Mistral AI has introduced OCR 4, a new model that extracts text from documents such as PDFs, Word, and PowerPoint files.
Unlike previous versions, OCR 4 not only provides the plain text but also indicates where each element is located on the page and what role it plays—for example, whether it is a title, a table, an equation, or a signature. This so-called block classification helps automatically structure documents in a meaningful way so they can, for example, be fed into search systems or processed by AI agents. Additionally, the model outputs confidence scores—an estimate of how certain it is about the recognition of individual words or pages.

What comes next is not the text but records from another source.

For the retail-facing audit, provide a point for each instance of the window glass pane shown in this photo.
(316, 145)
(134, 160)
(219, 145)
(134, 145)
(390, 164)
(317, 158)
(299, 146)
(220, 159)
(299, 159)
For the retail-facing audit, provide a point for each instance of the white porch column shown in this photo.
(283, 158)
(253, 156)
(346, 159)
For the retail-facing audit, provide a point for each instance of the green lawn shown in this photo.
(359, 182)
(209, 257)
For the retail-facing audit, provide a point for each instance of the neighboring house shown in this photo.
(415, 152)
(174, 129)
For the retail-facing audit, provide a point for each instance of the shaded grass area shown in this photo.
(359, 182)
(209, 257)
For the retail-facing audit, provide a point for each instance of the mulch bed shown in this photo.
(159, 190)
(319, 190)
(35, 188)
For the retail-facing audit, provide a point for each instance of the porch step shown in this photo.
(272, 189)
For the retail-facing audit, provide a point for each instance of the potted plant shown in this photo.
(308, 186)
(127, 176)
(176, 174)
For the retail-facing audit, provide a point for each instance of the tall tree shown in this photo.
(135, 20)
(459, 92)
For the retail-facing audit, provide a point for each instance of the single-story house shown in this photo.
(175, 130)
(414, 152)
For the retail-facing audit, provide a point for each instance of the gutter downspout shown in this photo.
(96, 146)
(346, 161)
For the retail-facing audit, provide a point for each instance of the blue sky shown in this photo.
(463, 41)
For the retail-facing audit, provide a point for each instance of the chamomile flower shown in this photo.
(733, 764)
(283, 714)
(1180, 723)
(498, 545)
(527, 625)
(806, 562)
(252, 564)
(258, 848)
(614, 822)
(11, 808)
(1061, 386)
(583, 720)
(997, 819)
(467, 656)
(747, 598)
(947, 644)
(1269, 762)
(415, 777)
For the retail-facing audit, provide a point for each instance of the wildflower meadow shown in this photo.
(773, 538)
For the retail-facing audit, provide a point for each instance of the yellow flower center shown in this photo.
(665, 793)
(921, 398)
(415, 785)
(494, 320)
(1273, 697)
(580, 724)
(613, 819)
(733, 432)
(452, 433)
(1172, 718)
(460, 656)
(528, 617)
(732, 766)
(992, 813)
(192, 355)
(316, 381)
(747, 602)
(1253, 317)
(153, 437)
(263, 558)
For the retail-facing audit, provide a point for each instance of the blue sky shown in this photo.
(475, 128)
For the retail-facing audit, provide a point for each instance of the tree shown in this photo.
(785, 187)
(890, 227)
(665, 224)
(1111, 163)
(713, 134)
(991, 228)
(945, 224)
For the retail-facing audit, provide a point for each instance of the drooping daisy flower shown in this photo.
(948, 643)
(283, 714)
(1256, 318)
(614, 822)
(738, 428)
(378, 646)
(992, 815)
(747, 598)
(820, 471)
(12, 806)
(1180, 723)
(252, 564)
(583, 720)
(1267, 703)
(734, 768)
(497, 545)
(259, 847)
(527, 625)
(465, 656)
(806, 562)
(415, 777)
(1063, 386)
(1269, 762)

OCR 4 supports 170 languages and, according to Mistral, performs well even with less commonly spoken languages. In a blind test involving over 600 documents, independent evaluators preferred its results over those of the competition in 72 percent of cases, Mistral reports. The model is available via the API, Mistral Studio, and Microsoft Foundry and costs $4 per 1,000 pages, or $2 in batch mode.
Mistral AI is not owned by any single large corporation but is an independent French startup. Control and ownership are shared among the founders, a French consortium, and international investors: The founders—Arthur Mensch (CEO), Guillaume Lample, and Timothée Lacroix—continue to hold significant stakes in the company they founded in 2023.
Financial investors: Key investors in several funding rounds include Andreessen Horowitz, Lightspeed Venture Partners, General Catalyst, Bpifrance (the French development bank), and the MGX fund from Abu Dhabi.
Strategic partners: The Dutch chip equipment manufacturer ASML and the U.S. hardware manufacturer Nvidia also hold stakes in Mistral. Note: Microsoft also holds a small stake in Mistral; however, according to official figures, it holds less than 1% of the company’s shares.